Außerdem seien die im Home-Office ausgeübten Tätigkeiten überwiegend lediglich vorbereitender Art oder Hilfstätigkeiten und damit greife ohnehin der Ausschlusstatbestand des Art. 5 Abs. 4 Buchst. e OECD-MA ein.

Diese Einschränkungen der OECD können keinesfalls überzeugen. Insbesondere in Zeiten günstiger Flugverbindungen und der umfassenden Möglichkeiten des Zugriffes auf Firmennetzwerke durch gesicherte VPN-Verbindungen besteht die Gefahr der grenzüberschreitenden Home-Office-Betriebsstätte nicht nur für den klassischen Grenzpendler. Auch der Hinweis auf Art. 5 Abs. 4 OECD-MA geht fehl und ist nicht überzeugend.

Viele wertschöpfende Bürotätigkeiten lassen sich nahezu ohne jegliche Einschränkung auch über ein Home-Office erledigen, soweit dort eine gewisse Organisationsstruktur sichergestellt ist.

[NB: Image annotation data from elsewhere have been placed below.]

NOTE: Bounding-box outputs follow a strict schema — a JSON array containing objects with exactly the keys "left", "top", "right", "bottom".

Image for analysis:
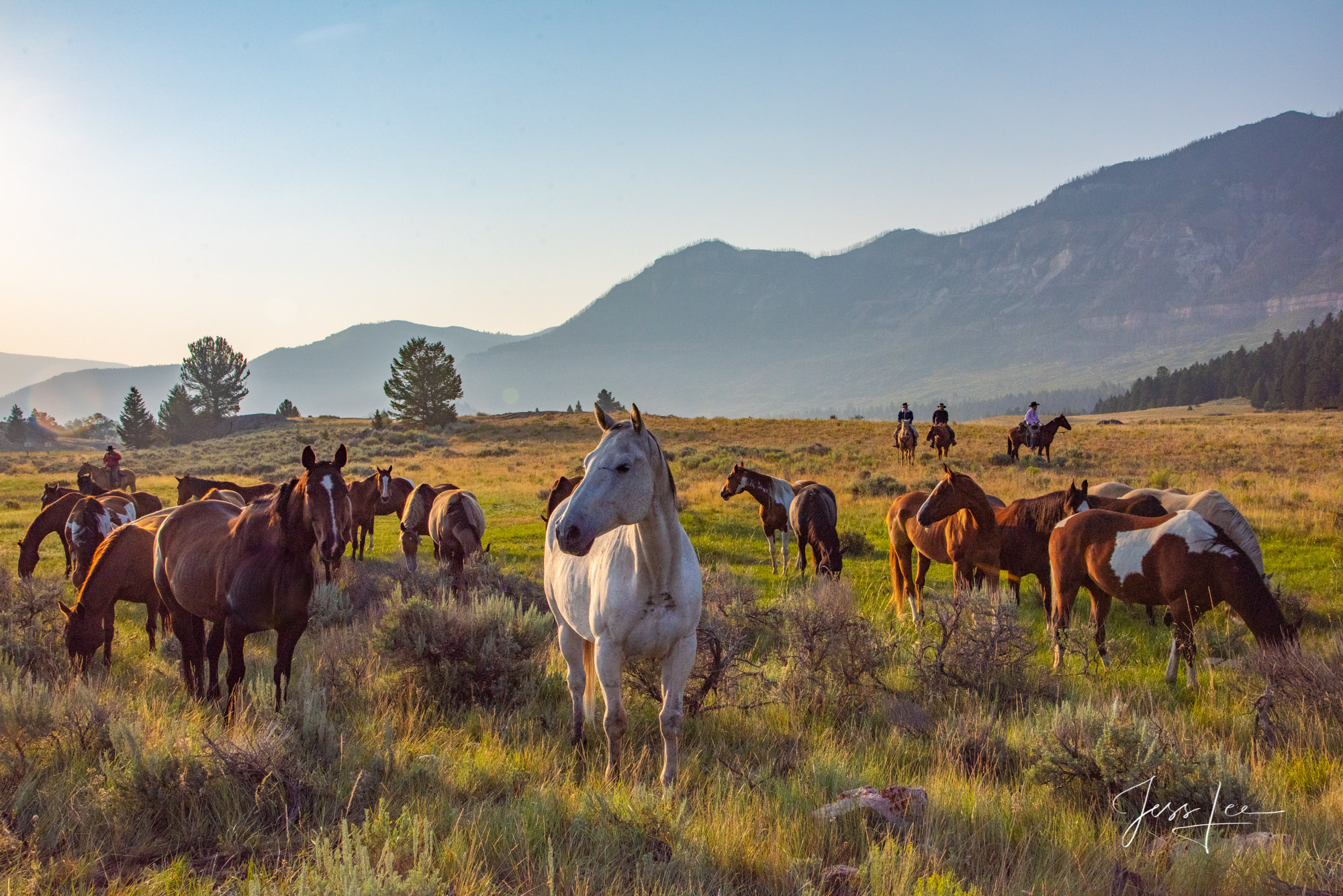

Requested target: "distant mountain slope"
[
  {"left": 0, "top": 321, "right": 522, "bottom": 421},
  {"left": 0, "top": 352, "right": 126, "bottom": 397},
  {"left": 462, "top": 113, "right": 1343, "bottom": 415}
]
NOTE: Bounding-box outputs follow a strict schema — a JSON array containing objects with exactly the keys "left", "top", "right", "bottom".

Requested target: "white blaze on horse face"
[{"left": 1109, "top": 509, "right": 1236, "bottom": 582}]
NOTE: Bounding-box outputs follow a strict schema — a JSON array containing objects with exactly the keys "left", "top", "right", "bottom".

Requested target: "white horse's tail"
[{"left": 583, "top": 641, "right": 596, "bottom": 724}]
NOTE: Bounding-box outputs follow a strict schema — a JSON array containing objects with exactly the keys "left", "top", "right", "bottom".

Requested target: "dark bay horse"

Es trifft jedoch zu, dass in vielen Fällen das Home-Office lediglich eine Ergänzung des normalen Arbeitsplatzes ist. Selbst wenn der Arbeitnehmer in diesen Fällen den Hauptteil seiner Tätigkeit nicht im Büro, sondern von seinem Home-Office aus durchführt, verbleibt es auch nach den möglichen Ergänzungen des Musterkommentares bei dem Ergebnis, dass das Unternehmen keine Betriebsstätte begründet. Unternehmen, die nach dem ersten Lockdown Mitarbeiter in erheblichen Umfang weiterhin im Home-Office arbeiten lassen wollen, um langfristig Mietkosten zu sparen, müssen vorsichtig agieren. Gerade bei internationalen Unternehmen ist es notwendig, die Steuerrisiken der geplanten Home-Office-Konzepts vorrangig zu analysieren. Ansonsten besteht das Risiko, dass die angestrebten Kosteneinsparungen durch unerwartete Steuerrechnungen und erhebliche Verfahrenskosten eliminiert werden.

Zu prüfen ist in jedem Fall in diesen Fallkonstellationen auch, ob der Home-Office -Mitarbeiter nicht ggf. eine Vertreterbetriebsstätte begründet.

In einem in Corona-Zeiten denkbaren Fall, dass bei einer GmbH die beiden Gesellschaftergeschäftsführer sowie drei Prokuristen allesamt in einer Ortschaft, die nicht dem tatsächlichen Verwaltungssitz der GmbH entspricht, zeitgleich ins Home-Office gehen, muss ferner die Diskussion aufgeworfen werden, welche Konsequenzen dies für die GmbH und die Geschäftsführer in punkto Handelsregister, etc. bereits im Inland haben kann. Dies für den Fall, dass z. B., dass nach einem Lockdown das Home-Office ein Zeitraum von mindestens 6 bis 12 Monate fortgesetzt wird.

Selbstverständlich spielt die Zeitdauer dieser Home-Office-Abwesenheit der Gesellschaftergeschäftsführer die maßgebliche und wesentliche Rolle.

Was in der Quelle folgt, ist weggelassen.